A vida e as opiniões de quem já viu a morte de perto

Não sei por quê, reuniões sociais me lembram morte
01/11/2000

Não sei por quê, reuniões sociais me lembram morte. A fim de ilustrar minhas concepções sobre o tema, durante um coquetel relatei, como tendo acontecido comigo, a história de um assalto lida em algum lugar, provavelmente num romance. Nessa história, o protagonista — eu — recebe um tiro um pouco abaixo da axila direita e cai deitado num gramado espesso e verdejante, tendo diante dos olhos tão-só o céu azul. Enquanto não chega o socorro, tudo sobre o que ele — eu — consegue pensar é a respeito do céu que ocupa todo o seu campo visual. Não pensa sobre a dor do ferimento, nem sobre a mulher e os filhos, nem sobre a iminência da morte. Apenas sobre o céu, tornado, devido a tudo isso — ferimento, família e morte —, incrivelmente mais belo do que um dia fora.
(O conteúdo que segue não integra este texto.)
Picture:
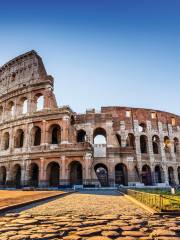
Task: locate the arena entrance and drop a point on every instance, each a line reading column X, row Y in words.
column 34, row 175
column 17, row 176
column 146, row 175
column 102, row 174
column 76, row 176
column 121, row 175
column 53, row 174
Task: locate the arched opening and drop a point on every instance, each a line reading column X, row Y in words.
column 39, row 102
column 34, row 175
column 121, row 174
column 19, row 139
column 171, row 176
column 143, row 144
column 24, row 102
column 167, row 144
column 102, row 174
column 176, row 145
column 76, row 175
column 146, row 175
column 81, row 136
column 53, row 174
column 17, row 176
column 99, row 136
column 178, row 174
column 55, row 133
column 118, row 137
column 11, row 108
column 158, row 175
column 130, row 141
column 5, row 141
column 36, row 136
column 2, row 176
column 1, row 113
column 142, row 127
column 155, row 142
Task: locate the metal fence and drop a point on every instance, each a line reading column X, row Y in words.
column 157, row 201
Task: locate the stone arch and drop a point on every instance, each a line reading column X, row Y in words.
column 118, row 137
column 19, row 139
column 55, row 134
column 1, row 113
column 167, row 144
column 156, row 143
column 146, row 175
column 121, row 174
column 39, row 102
column 176, row 145
column 23, row 105
column 11, row 109
column 144, row 144
column 3, row 174
column 171, row 176
column 81, row 136
column 142, row 127
column 5, row 141
column 158, row 174
column 99, row 136
column 130, row 140
column 178, row 172
column 34, row 174
column 16, row 174
column 36, row 136
column 101, row 171
column 76, row 173
column 53, row 175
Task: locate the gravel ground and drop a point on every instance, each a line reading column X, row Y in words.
column 103, row 215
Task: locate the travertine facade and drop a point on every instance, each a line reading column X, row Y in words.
column 53, row 146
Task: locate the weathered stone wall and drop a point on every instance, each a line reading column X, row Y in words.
column 54, row 146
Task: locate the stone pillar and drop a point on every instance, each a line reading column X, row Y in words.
column 43, row 181
column 87, row 178
column 63, row 172
column 64, row 133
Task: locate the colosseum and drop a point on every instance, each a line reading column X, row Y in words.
column 44, row 145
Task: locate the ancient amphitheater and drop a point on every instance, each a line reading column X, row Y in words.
column 46, row 145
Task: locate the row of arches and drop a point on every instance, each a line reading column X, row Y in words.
column 21, row 106
column 76, row 174
column 19, row 139
column 100, row 137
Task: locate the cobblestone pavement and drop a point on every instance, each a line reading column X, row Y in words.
column 81, row 216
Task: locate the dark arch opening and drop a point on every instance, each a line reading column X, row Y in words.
column 34, row 175
column 171, row 176
column 121, row 174
column 37, row 136
column 55, row 134
column 99, row 136
column 118, row 137
column 143, row 144
column 5, row 141
column 146, row 175
column 158, row 176
column 2, row 176
column 76, row 175
column 17, row 176
column 53, row 174
column 130, row 141
column 19, row 138
column 178, row 174
column 155, row 142
column 102, row 174
column 81, row 136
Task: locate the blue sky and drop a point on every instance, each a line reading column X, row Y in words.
column 100, row 52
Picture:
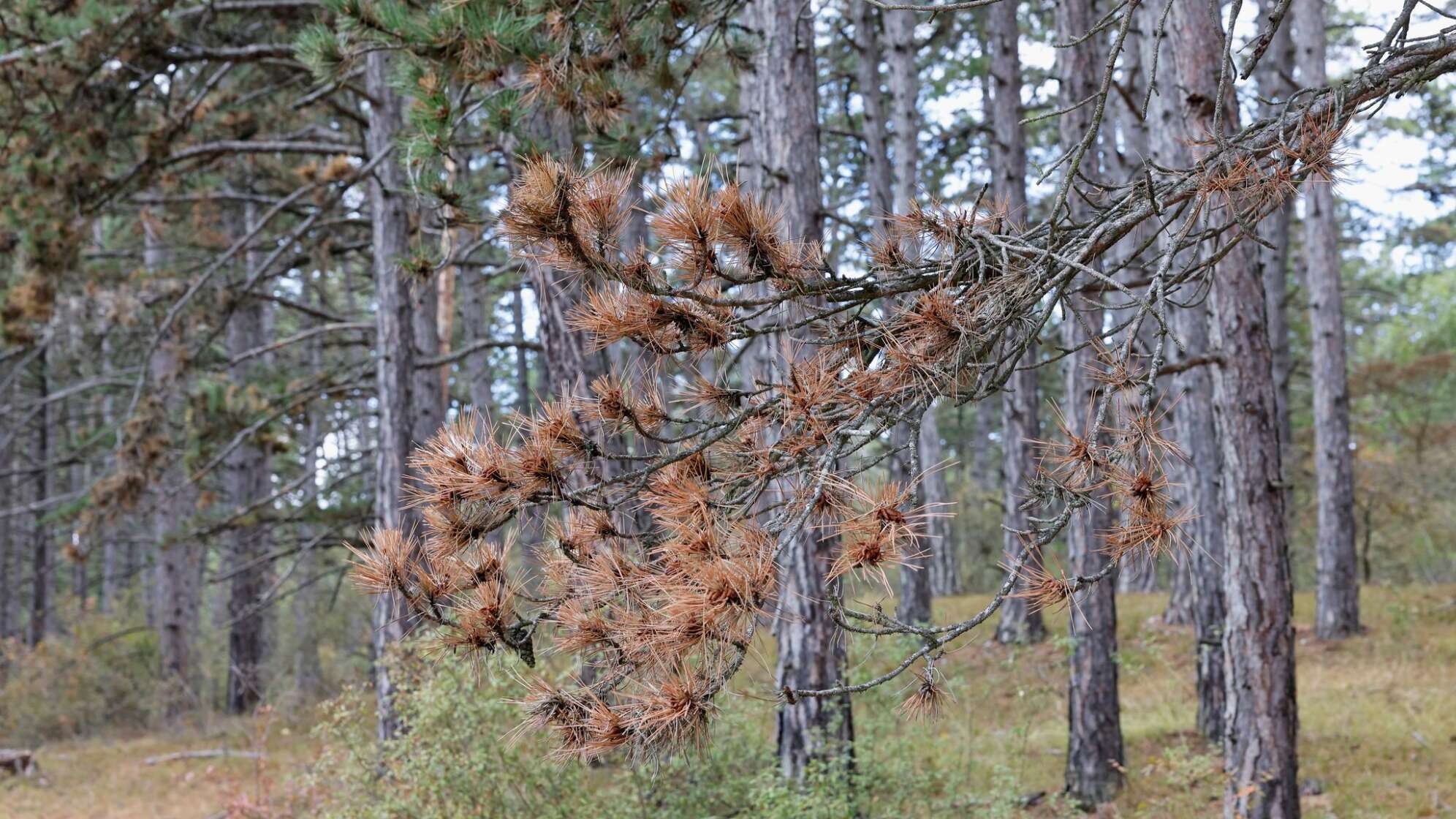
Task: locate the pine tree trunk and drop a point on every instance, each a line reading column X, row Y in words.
column 1259, row 634
column 41, row 487
column 879, row 177
column 395, row 325
column 1337, row 594
column 779, row 95
column 939, row 566
column 1275, row 83
column 248, row 480
column 1199, row 591
column 1093, row 713
column 1020, row 404
column 177, row 592
column 7, row 575
column 308, row 669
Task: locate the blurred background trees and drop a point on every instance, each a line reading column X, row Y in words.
column 252, row 260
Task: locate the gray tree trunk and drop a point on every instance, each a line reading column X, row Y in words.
column 879, row 178
column 7, row 573
column 905, row 86
column 1275, row 82
column 246, row 481
column 1259, row 635
column 779, row 95
column 1093, row 713
column 1020, row 404
column 395, row 350
column 41, row 488
column 308, row 669
column 1337, row 592
column 177, row 591
column 1199, row 592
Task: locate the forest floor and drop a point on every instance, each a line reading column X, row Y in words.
column 1378, row 728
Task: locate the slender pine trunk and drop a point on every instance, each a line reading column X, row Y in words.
column 1020, row 404
column 1337, row 592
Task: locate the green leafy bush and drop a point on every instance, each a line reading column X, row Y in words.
column 455, row 760
column 101, row 675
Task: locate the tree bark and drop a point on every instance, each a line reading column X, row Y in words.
column 1199, row 591
column 177, row 589
column 1337, row 594
column 41, row 487
column 395, row 322
column 1093, row 713
column 1020, row 406
column 1275, row 83
column 779, row 95
column 1259, row 635
column 248, row 480
column 905, row 86
column 879, row 178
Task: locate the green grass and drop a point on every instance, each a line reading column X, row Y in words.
column 1378, row 729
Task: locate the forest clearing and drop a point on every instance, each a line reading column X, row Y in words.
column 1378, row 738
column 756, row 409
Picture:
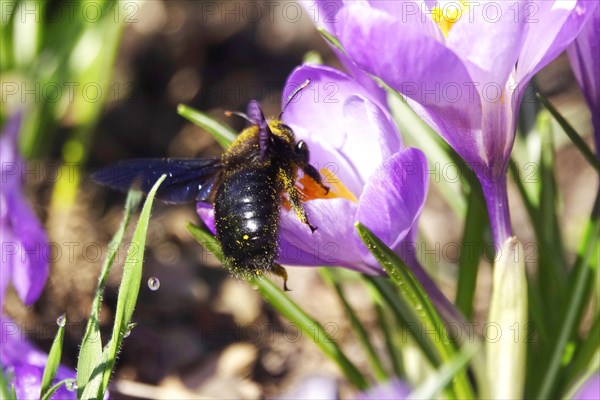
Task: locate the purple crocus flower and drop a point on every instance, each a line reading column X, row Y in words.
column 394, row 389
column 466, row 74
column 22, row 237
column 24, row 364
column 584, row 54
column 25, row 265
column 373, row 179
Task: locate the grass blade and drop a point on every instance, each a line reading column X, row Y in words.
column 438, row 381
column 468, row 263
column 292, row 312
column 403, row 313
column 55, row 387
column 359, row 330
column 127, row 297
column 90, row 352
column 53, row 357
column 334, row 41
column 222, row 133
column 585, row 352
column 422, row 308
column 382, row 317
column 576, row 300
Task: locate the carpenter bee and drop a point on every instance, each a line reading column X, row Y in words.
column 247, row 187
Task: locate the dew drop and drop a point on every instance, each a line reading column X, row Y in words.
column 129, row 329
column 153, row 283
column 71, row 385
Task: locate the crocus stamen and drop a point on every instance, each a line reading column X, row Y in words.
column 446, row 15
column 311, row 190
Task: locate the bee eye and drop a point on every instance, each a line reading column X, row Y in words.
column 301, row 147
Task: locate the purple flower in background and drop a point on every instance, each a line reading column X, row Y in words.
column 25, row 264
column 313, row 387
column 394, row 389
column 463, row 67
column 24, row 364
column 584, row 54
column 373, row 179
column 590, row 389
column 24, row 243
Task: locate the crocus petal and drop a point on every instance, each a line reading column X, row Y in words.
column 320, row 121
column 23, row 237
column 319, row 107
column 26, row 364
column 334, row 243
column 31, row 263
column 394, row 197
column 394, row 389
column 489, row 46
column 590, row 389
column 584, row 54
column 368, row 150
column 413, row 16
column 419, row 67
column 552, row 26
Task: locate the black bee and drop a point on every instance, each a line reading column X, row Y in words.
column 246, row 185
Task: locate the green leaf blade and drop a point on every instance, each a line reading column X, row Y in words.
column 424, row 313
column 90, row 352
column 222, row 134
column 129, row 288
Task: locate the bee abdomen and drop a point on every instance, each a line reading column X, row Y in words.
column 246, row 218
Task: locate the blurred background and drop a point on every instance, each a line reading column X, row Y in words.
column 99, row 82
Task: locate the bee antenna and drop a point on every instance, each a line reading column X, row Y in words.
column 239, row 114
column 294, row 94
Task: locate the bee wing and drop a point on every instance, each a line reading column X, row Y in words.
column 264, row 136
column 187, row 180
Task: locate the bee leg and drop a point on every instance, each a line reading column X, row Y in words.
column 316, row 176
column 282, row 273
column 298, row 208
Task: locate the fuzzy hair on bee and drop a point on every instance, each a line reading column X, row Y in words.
column 247, row 187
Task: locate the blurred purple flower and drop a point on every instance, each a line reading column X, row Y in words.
column 376, row 180
column 24, row 264
column 24, row 243
column 394, row 389
column 584, row 54
column 314, row 387
column 590, row 390
column 466, row 74
column 24, row 364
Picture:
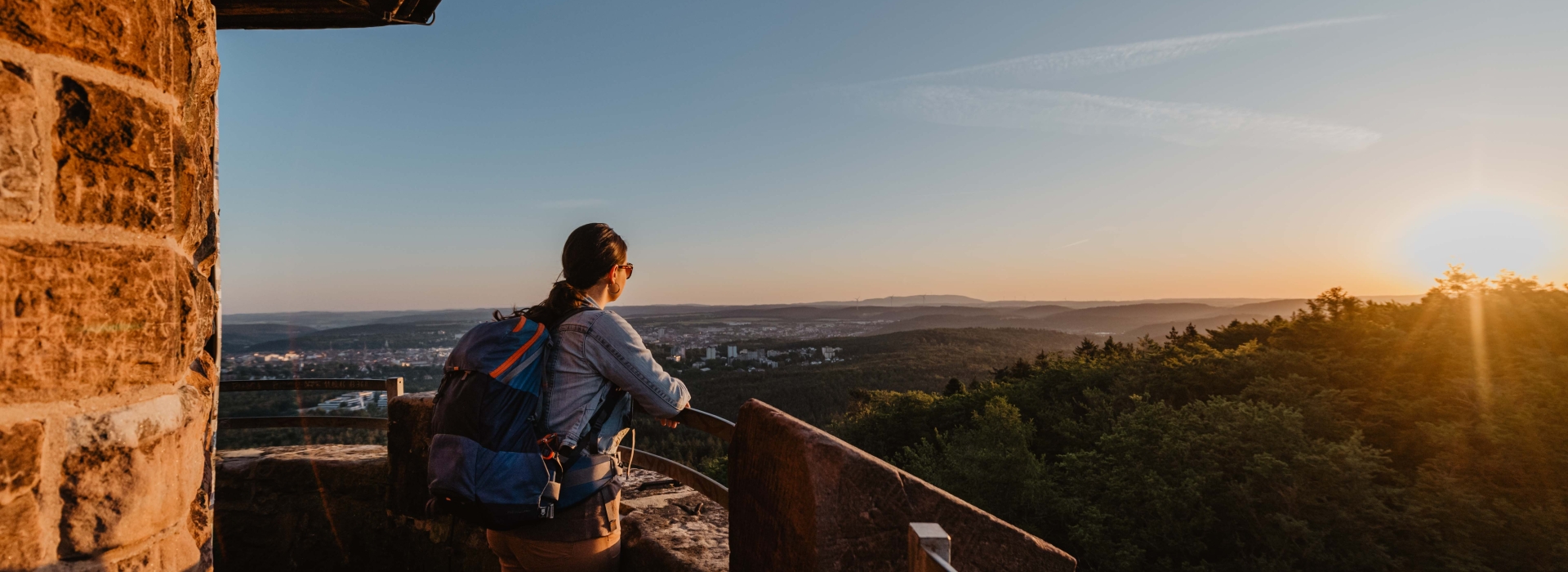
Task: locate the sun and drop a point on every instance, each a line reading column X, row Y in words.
column 1486, row 234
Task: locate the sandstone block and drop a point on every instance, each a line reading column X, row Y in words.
column 804, row 500
column 20, row 159
column 131, row 474
column 127, row 37
column 194, row 54
column 670, row 529
column 22, row 22
column 20, row 445
column 83, row 319
column 303, row 508
column 115, row 159
column 170, row 553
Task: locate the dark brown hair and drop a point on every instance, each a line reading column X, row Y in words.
column 590, row 252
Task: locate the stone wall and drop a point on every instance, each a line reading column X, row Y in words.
column 323, row 508
column 107, row 283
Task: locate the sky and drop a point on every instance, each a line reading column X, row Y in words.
column 813, row 151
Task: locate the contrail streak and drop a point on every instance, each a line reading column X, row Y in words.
column 1112, row 58
column 1191, row 124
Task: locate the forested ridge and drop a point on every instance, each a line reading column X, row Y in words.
column 1351, row 436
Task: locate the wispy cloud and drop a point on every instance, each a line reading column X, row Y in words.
column 572, row 204
column 1112, row 58
column 991, row 96
column 1191, row 124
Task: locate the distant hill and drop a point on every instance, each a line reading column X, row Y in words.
column 323, row 320
column 954, row 320
column 1160, row 329
column 1281, row 307
column 922, row 300
column 902, row 361
column 392, row 336
column 237, row 337
column 1121, row 319
column 893, row 307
Essa imagem era-me importante — muito mais do que o assalto — para que eu pudesse continuar dissertando sobre a cor homogênea da morte: o azul. Cor esta infinitamente mais poética do que o tradicional negro. Mas as duas universitárias que eu queria impressionar (reuniões sociais também me lembram sexo, às vezes) com minha sensibilidade e desapego à vida, ficaram mais impressionadas com a história do assalto em si do que com minhas concepções sobre a fragilidade da existência. Por isso, não tive coragem de dizer-lhes que nada disso tinha acontecido comigo, que a história não passava de mero recurso retórico com o intuito de deixar mais vivo o discurso, mais próximos nossos corpos. Meu raciocínio degringolou, a conversa tomou novos rumos e, sem que eu me desse conta, de repente já estávamos falando sobre o último Almodóvar, cujo conteúdo abstrato parecia ser, para as beldades ao meu redor, mais concreto em termos copulativos do que minha inefável presença física.

Nessa hora eu não tive como saber que, meses mais tarde, outra experiência literária — duas páginas negras insertas pouco depois do princípio de uma narrativa — me faria reconsiderar tudo o que até aqui ficou dito a respeito do azul. De fato, a leitura de um famoso romance oitocentista inglês iria fazer com que o preto, e só ele, voltasse a ser considerado, por mim, a mais transcendente das cores, a verdadeira cor da morte. Às favas, as universitárias afeitas ao cinema espanhol!

A vida e as opiniões do cavalheiro Tristram Shandy , de Sterne, é provavelmente o romance mais vivo do século XVIII. Nossos escritores de vanguarda vêem, nele, o prenúncio de uma nova e gloriosa era. Certamente graças ao uso quase ininterrupto de recursos metalingüísticos. Os humoristas, por outro lado, reconhecem nos nove livros que compõem o romance o espelho incorruptível em que melhor se reflete a corrupção do ser humano. A par das experiências formais, as passagens em que o comportamento da aristocracia inglesa da época é satirizado são o melhor momento da obra.

Do Tristram, nunca consegui passar da página setenta. Logo no primeiro dos nove livros (para ser mais preciso, no capítulo 12) uma das personagens secundárias, o pároco Yorick, vem a falecer. Imediatamente após o pároco fechar pela última vez os olhos, duas páginas negras, justamente as de número 69 e 70, surgem diante de nós, repetindo o derradeiro gesto de Yorick. Mera ênfase estilística? Pior: é como se de súbito também o leitor, movido por uma força irresistível, se visse obrigado a fechar os olhos.

A sensação, a princípio, é aterrorizante. Depois, deixa de nos amedrontar para iluminar-se a si mesma.  Não conseguimos desgrudar os olhos das páginas negras. Não conseguimos deixar de nos sentir vazios, melancólicos. Se dá conosco exatamente o que se deu com o homem baleado — eu? —, a saborear o céu. Não conseguimos sequer lucubrar a respeito das próprias páginas, pois estamos anestesiados, contemplando a morte, e fascinados com sua aproximação. Nesse instante, talvez por considerar a leitura árida demais, talvez devido à certeza de que nenhuma outra experiência poderá fazer frente à das páginas negras, desisto de continuar lendo. Mais adiante sei que me depararia com páginas em branco — há realmente dois capítulos inteiros constituídos apenas delas. Todavia, permaneço irredutível, pois a certeza que me consome é a de que, além de outros feitos, Sterne foi o grande inventor da página negra para os séculos vindouros.

Nelson de Oliveira

É ficcionista e crítico literário. É autor de Poeira: demônios e maldições e Ódio sustenido, entre outros.